In our increasingly postmodern culture, a number of voices argue there is no such thing as objective right or wrong or absolute truth of any kind. Is there such a thing as absolute truth?

There are only two possible answers to this question—yes or no. There either is absolute truth, something that is true at all times and places, or there is not. To argue with certainty that there is no such thing as absolute truth is to make an absolute truth claim, and is thus self-refuting. Therefore, the only option remaining is that absolute truth does exist.

To counter this self-contradiction, some have suggested that truth is a relative concept. In other words, something may be true in one situation but not another. Yet even this statement is self-contradicting and cannot be logically proven. Within a closed system, there will always be certain things that are absolute. For example, 2+2=4 is an absolute in a closed system. 2+2 cannot equal 4 and equal 5, for example, at the same time under the same conditions.

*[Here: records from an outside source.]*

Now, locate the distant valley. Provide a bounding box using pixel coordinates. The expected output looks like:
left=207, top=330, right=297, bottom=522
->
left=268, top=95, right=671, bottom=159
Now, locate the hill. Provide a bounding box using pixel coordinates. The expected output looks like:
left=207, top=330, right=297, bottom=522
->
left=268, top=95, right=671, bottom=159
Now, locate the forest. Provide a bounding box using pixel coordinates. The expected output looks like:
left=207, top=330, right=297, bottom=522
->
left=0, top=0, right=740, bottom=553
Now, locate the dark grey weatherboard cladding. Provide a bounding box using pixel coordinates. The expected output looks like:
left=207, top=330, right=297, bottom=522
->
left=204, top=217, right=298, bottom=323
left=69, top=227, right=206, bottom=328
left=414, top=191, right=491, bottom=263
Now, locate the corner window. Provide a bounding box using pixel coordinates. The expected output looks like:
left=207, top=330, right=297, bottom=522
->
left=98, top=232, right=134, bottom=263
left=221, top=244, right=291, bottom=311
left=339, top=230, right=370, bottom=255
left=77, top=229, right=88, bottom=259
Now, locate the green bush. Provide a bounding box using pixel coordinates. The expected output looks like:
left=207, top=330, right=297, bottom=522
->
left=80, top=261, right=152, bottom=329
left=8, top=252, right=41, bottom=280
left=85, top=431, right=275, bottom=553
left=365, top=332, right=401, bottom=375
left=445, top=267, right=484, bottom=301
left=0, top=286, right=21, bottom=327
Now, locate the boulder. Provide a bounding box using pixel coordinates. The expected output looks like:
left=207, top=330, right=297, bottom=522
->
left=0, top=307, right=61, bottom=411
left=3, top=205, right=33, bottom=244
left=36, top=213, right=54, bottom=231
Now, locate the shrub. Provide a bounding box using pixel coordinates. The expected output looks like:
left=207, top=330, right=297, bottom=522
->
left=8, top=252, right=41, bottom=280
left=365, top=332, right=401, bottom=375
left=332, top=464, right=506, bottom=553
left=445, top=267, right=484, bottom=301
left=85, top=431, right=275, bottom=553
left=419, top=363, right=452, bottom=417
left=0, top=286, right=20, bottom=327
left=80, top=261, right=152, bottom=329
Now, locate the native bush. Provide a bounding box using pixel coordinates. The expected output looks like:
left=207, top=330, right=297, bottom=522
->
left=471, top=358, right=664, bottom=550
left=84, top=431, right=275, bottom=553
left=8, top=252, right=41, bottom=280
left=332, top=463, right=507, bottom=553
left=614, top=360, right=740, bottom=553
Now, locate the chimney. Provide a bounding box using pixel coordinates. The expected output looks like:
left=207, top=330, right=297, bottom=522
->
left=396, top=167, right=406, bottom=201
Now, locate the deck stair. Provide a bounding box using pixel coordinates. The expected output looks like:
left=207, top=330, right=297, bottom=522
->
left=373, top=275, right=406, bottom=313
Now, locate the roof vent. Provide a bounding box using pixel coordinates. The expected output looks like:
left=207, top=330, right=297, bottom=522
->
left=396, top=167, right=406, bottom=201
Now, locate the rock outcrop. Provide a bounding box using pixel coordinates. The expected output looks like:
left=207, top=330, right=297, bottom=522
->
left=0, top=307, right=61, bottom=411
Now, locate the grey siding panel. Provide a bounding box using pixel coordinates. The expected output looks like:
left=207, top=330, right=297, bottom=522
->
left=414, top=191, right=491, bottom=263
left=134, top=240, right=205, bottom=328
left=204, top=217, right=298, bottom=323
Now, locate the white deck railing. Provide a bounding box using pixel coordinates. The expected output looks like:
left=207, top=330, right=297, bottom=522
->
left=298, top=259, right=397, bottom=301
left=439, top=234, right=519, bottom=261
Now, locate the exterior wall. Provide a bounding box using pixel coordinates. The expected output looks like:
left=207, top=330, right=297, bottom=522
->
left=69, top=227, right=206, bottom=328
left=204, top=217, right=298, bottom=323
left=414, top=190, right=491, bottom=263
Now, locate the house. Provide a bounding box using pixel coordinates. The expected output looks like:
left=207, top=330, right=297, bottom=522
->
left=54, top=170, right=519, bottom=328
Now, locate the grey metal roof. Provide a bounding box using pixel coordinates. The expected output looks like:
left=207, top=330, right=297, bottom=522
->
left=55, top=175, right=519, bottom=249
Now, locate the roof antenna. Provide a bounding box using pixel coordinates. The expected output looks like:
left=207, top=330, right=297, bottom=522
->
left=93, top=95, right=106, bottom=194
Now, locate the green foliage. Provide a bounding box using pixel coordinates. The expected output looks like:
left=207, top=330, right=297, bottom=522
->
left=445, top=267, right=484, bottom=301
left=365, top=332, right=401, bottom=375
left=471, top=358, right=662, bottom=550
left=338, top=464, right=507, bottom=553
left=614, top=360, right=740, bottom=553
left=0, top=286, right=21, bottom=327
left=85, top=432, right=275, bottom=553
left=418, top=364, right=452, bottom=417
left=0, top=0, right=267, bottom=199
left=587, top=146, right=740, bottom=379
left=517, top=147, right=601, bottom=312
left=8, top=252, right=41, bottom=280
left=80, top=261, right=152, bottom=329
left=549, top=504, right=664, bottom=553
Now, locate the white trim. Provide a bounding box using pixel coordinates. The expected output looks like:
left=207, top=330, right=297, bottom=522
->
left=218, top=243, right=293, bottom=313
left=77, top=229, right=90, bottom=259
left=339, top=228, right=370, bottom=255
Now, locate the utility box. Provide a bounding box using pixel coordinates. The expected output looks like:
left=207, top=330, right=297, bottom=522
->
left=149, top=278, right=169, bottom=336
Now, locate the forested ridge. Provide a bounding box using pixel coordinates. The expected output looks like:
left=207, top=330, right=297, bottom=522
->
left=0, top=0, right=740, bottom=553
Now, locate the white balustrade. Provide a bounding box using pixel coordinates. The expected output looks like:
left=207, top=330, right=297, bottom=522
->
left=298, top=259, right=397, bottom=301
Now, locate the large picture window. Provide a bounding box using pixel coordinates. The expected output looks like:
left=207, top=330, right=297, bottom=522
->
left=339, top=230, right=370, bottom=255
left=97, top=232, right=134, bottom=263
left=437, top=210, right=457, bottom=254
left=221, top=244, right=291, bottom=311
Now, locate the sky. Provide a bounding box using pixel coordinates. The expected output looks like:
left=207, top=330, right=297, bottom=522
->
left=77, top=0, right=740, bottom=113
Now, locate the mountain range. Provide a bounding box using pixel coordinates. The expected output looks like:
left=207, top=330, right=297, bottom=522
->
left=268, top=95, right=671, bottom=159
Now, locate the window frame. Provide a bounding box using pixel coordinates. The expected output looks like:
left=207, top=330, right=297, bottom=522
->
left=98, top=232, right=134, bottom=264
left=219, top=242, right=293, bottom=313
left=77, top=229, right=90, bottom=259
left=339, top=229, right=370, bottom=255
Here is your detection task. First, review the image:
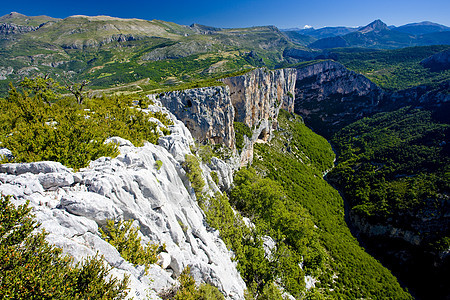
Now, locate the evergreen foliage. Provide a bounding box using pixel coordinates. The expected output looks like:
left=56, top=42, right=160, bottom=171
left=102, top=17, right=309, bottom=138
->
left=0, top=77, right=171, bottom=169
left=100, top=220, right=165, bottom=270
left=183, top=154, right=205, bottom=201
left=245, top=112, right=411, bottom=299
left=0, top=195, right=128, bottom=299
left=329, top=107, right=450, bottom=237
left=333, top=45, right=450, bottom=90
left=233, top=122, right=252, bottom=151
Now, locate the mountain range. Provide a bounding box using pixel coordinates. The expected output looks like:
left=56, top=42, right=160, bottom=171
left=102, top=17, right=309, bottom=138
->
left=283, top=20, right=450, bottom=49
left=0, top=9, right=450, bottom=300
left=0, top=13, right=450, bottom=94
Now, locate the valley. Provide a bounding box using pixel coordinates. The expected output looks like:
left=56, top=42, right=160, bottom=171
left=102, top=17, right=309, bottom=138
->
left=0, top=13, right=450, bottom=299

The only remaining option is to claim that truth cannot be absolute because humans do not live within a closed system. In other words, there are other worlds or levels of consciousness under which truths can be defined differently. This obscure view has no relevance to real life in which humans live within a closed system of space, time, energy, and matter.

The question is truly not whether there are any absolutes but rather which claims of truth are absolute. People will generally accept absolutes in areas of science or mathematics, but tend to question truth when it comes to matters of morality. For example, most people would agree premeditated murder is morally wrong, yet what about in a society in which cannibalism is practiced? Is morality therefore simply socially conditioned, based on "what works" or what a given community agrees upon, or is there a standard of absolute truth or morality?

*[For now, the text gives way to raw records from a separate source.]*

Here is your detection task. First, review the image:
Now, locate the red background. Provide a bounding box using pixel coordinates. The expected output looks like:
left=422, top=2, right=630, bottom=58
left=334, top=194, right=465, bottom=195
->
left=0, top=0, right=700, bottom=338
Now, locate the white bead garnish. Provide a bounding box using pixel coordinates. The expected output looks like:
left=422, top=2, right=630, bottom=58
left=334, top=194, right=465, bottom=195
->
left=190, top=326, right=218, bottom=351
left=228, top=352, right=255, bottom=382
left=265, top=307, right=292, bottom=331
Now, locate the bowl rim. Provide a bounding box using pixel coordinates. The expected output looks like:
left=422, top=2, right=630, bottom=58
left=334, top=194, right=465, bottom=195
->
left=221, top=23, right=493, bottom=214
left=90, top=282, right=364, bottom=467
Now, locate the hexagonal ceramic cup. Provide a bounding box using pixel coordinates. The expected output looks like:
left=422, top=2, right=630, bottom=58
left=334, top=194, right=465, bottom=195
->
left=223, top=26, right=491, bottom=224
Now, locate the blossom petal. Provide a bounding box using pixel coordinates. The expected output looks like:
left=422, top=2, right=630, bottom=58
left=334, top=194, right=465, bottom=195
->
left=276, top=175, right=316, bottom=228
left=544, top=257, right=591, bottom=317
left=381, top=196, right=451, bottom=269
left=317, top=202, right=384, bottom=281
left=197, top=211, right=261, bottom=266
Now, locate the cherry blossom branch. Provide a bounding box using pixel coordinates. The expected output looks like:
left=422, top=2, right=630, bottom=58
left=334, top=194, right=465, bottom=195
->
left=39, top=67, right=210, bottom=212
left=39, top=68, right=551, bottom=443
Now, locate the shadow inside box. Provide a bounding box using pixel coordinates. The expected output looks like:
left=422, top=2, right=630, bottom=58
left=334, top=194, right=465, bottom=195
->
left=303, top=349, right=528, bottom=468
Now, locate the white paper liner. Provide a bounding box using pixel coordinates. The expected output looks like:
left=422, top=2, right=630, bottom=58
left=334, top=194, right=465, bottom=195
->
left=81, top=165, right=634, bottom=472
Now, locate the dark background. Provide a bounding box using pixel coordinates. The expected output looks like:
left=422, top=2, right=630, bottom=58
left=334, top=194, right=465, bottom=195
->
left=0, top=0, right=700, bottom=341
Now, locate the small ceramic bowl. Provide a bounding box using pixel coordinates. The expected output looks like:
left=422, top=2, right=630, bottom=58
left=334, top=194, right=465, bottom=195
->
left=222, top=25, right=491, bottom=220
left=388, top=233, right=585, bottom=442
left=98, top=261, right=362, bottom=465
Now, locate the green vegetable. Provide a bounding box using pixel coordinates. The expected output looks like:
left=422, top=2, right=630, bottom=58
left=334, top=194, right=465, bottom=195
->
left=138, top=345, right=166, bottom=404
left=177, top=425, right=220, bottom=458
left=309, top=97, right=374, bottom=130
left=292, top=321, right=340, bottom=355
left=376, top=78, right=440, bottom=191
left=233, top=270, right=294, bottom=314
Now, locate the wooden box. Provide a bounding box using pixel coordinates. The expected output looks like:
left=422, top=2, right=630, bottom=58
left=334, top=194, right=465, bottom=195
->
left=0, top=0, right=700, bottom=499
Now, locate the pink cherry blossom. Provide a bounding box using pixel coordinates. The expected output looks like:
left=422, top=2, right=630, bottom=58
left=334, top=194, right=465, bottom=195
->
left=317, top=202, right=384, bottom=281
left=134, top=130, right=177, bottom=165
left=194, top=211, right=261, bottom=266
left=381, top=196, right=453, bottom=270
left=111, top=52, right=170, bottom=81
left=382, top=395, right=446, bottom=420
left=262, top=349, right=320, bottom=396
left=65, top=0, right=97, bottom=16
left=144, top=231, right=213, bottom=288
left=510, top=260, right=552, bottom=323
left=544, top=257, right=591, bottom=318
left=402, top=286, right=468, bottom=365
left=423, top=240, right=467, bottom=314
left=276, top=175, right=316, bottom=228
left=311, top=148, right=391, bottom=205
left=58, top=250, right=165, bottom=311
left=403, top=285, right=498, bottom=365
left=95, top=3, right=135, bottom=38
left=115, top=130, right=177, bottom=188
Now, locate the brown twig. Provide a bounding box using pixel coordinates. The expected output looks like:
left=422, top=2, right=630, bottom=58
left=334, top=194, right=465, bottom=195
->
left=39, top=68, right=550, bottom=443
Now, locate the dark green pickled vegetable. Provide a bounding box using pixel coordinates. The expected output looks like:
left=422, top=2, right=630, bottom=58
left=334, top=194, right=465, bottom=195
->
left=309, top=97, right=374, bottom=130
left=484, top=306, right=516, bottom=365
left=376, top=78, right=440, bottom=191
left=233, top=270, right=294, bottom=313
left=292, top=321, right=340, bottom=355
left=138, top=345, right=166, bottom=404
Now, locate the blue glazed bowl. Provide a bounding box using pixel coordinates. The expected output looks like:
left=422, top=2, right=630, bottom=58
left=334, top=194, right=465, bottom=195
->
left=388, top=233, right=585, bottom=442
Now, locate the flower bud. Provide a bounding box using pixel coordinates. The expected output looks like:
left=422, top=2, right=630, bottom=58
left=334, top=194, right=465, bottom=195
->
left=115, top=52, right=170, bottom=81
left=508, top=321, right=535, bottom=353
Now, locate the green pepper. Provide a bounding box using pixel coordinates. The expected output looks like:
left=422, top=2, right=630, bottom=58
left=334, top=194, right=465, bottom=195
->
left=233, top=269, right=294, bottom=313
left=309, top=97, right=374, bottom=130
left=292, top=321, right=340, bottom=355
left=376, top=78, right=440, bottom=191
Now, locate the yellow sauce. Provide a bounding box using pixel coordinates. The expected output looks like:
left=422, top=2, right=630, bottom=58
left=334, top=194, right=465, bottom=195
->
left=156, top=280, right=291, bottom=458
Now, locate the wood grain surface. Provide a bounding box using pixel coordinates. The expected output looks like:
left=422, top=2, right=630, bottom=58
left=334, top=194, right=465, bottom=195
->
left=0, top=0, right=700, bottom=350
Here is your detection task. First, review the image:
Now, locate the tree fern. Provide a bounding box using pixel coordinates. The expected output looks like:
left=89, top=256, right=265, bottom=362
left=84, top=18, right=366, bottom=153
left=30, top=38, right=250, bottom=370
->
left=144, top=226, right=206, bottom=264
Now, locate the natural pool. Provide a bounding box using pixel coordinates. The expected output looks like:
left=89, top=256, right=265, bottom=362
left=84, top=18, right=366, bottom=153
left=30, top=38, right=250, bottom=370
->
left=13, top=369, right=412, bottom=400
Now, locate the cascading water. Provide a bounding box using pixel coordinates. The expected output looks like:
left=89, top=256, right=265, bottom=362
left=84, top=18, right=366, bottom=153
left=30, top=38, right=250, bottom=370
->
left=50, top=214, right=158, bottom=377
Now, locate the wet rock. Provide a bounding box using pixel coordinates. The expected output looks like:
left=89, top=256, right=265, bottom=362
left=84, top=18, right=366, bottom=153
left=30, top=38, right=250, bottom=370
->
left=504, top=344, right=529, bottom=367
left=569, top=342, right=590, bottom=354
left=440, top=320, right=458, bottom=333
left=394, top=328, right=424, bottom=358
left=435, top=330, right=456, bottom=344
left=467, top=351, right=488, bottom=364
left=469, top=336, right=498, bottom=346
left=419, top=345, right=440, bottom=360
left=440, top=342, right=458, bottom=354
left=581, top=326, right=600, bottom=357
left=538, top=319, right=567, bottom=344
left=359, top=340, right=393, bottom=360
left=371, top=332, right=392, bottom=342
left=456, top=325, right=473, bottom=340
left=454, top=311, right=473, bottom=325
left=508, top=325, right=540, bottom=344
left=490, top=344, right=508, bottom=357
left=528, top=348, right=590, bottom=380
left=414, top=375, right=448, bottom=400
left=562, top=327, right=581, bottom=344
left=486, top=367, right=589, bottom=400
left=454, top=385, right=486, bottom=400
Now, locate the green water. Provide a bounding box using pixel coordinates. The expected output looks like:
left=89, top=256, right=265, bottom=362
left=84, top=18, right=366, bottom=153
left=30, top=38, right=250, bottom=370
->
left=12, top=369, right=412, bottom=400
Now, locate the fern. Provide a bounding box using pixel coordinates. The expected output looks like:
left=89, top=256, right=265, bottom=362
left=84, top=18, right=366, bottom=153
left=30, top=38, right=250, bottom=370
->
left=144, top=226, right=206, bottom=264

Philosophically, people may disagree on what is moral or ethical, yet virtually all people agree on some system of right and wrong. Therefore, the natural question arises, "Upon what do we base our moral standards?"

Many religious systems provide moral codes or standards for their followers, yet the Bible presents a unique look at truth. In the New Testament, Jesus was asked, "What is truth?" by Pilate (John 18:38), the very man who approved the death of Jesus. When Pilate asked this question, he was looking into the eyes of the One who claimed to be the way, the truth, and the life (John 14:6). Further, because God is perfect (Father, Son, and Spirit), what He says is true. This includes the Scriptures that are called God-breathed or inspired by God (2 Timothy 3:16-17; Psalm 19).

In summary, absolute truth exists, as no other option is adequate. Many systems of "truth" or morality exist, yet only Jesus Christ claimed to be truth and proved it by His resurrection from the dead (1 Corinthians 15:3-11).